No modification to the tagsReplacement option will affect the @parent tag feature, they use different instances.

Development

Scripts

| Task | Description | |------------|--------------------------------------| | docs | Generates the project documentation. | | lint | Lints the staged files. | | lint:all | Lints the entire project code. | | test | Runs the project unit tests. | | todo | Lists all the pending to-do's. |

Repository hooks

I use husky to automatically install the repository hooks so the code will be tested and linted before any commit, and the dependencies updated after every merge.

Commits convention

I use conventional commits with commitlint in order to support semantic releases. The one that sets it up is actually husky, that installs a script that runs commitlint on the git commit command.

The configuration is on the commitlint property of the package.json.

Releases

I use semantic-release and a GitHub action to automatically release on NPM everything that gets merged to main.

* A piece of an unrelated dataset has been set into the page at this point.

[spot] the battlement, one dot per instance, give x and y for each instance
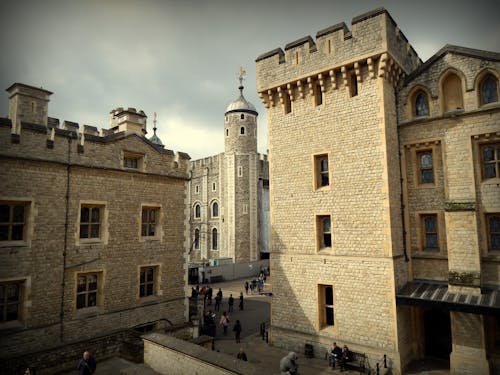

The configuration for semantic-release is on ./releaserc and the workflow for the release is on ./.github/workflow/release.yml.

Testing

I use Jest to test the project.

The configuration file is on ./.jestrc.js, the tests are on ./tests and the script that runs it is on ./utils/scripts/test.

Linting && Formatting

I use ESlint with my own custom configuration to validate all the JS code. The configuration file for the project code is on ./.eslintrc and the one for the tests is on ./tests/.eslintrc. There's also an ./.eslintignore to exclude some files on the process. The script that runs it is on ./utils/scripts/lint-all.

For formatting I use Prettier with my custom configuration. The configuration file for the project code is on ./.prettierrc.

Documentation

I use JSDoc to generate an HTML documentation site for the project.

The configuration file is on ./.jsdoc.js and the script that runs it is on ./utils/scripts/docs.

To-Dos

I use @todo comments to write all the pending improvements and fixes, and Leasot to generate a report.

The script that runs it is on ./utils/scripts/todo.